The lack of public outcry over the continued persecution and murder of Christians in the Middle East is a scandal of enormous proportions. Only a few websites devoted to possible rescuing these victims dogs the internet. But pronouncements from public figures and even the leaders of Western Christendom are few and far between.

The fact is that Christians today face more persecution in more countries than any other religious group.

U.S. Christians sources estimate that 180 Christians are killed in 60 countries monthly for pursuit of their faith. Many of these are in notorious environments such as North Korea. But there are continuing incidents in nominally secular India, for example, where the current administration has its roots in Hindu chauvinism and in its twin, Moslem Pakistan.

But since 2011, of refugees official settlement in the U.S. just over 2,000 have been Muslim but only 53 Christians. It is true that particularly Syrian Christian refugees often more affluent, have made their way to the U.S. through ordinary visa channels and permanent residence. But the Obama Administration opposes legislation which would fast-track Christian refugees. That’s despite the fact that nearly a third of Syria’s Christians, about 600,000, have fled, harried by extremist groups like the Nusra Front [an Al Qaida affiliate] and now Daesh.

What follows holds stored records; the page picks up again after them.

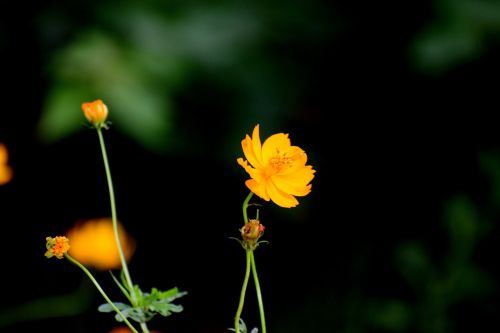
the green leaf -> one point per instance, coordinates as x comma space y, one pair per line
106, 307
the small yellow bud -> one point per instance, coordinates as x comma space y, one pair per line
96, 113
56, 247
251, 232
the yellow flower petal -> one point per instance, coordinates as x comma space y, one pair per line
3, 154
278, 170
257, 147
281, 198
249, 152
276, 143
5, 171
258, 188
289, 187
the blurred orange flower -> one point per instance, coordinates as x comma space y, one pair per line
96, 112
56, 247
277, 169
5, 170
93, 243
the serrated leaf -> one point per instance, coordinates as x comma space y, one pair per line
106, 307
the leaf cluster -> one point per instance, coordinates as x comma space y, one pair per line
144, 305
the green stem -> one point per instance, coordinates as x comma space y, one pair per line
133, 296
259, 293
242, 294
145, 328
245, 206
113, 216
74, 261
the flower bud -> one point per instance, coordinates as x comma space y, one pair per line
96, 113
251, 232
56, 247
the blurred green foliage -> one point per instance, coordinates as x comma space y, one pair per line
140, 61
460, 32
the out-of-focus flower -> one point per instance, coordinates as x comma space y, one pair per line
5, 170
277, 169
96, 113
93, 243
56, 247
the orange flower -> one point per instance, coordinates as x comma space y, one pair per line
93, 243
96, 113
56, 247
5, 170
277, 169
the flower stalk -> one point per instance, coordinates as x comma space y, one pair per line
251, 232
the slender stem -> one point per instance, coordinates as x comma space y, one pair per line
145, 328
74, 261
115, 227
245, 206
259, 293
242, 294
113, 216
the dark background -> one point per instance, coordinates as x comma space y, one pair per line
395, 105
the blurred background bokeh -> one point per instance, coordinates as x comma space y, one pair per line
395, 104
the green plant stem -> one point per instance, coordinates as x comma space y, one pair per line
113, 215
145, 328
115, 226
74, 261
245, 206
242, 294
259, 293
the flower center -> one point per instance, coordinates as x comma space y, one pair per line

The Obama Administration downplaying of Christians in the refugee crisis is based on its fear such support would be viewed and used by Daesh [ISI or ISIL]. Or that it might be considered in the U.S. as part of the argument of “the clash of civilizations”. As in his earliest public Mideast pronouncements, Obama has argued inordinately supposed “Islamohobia” and antagonism toward American Moslems and the world Islamic community. But the reluctance to take on the issue goes back to the Bush Administration when Condoleezza Rice told a refugee aid official the White House did not intervene in ‘‘sectarian’’ issues.

 

It’s also true that Mideast Christians, generally, suffered less under the former autocratic regimes – including Sadam Hussein’s Iraq – than they have under their successors which often have a strong Muslim cast. Syrian Christians, for example, tended to stay loyal to Basher al-Assad rather than join the originally peaceful opponents of his bloody regime. The various Christian sects, some “in communion” with the Roman Catholic Chruch, others related to Eastern Orthodoxy, and others unique to the region and India, do not want to give up their ancient claims to their historic homes.

But having said all this, the toll of Christians in the region has been horrendous. In many instances Daesh has simply beheaded locals where it has taken over traditional Christian villages. These ethnicities date back thousands of years even preceding their conversion as the earliest followers of Christ. They have been given the choice of converting, death flight, or paying jizya, a special tax on “followers of the book”, that is, Christians, Jews and Zoroastrians.

Obama did get around to referring to Christian and other minorities last fall when he said ‘‘we cannot allow these communities to be driven from their ancient homelands.’’ And when Daesh threatened to eradicate the Yazidis, an ancient syncretic sect combining elements of the region’s major religions, the U.S. beat back the terrorists with intensive bombing and Special Forces intervention.

But proposals to permit a large entry of Mideast Christians has been denounced as a violation of the constitution prohibition against religious favoritism. But in fact admission of refugees has often been based on a particular ethnic group targeted by oppressors abroad. And in this instance Christians constitute such a group.

The argument that more forceful rhetoric and more specific Christians worldwide, but particularly in the Mideast, must be made. The charge of “crusaders” – distorted as it is in all aspects – by Daesh and other Islamic terrorists should not be an excuse for not taking up the cudgels for an important and generally neglected human rights cause.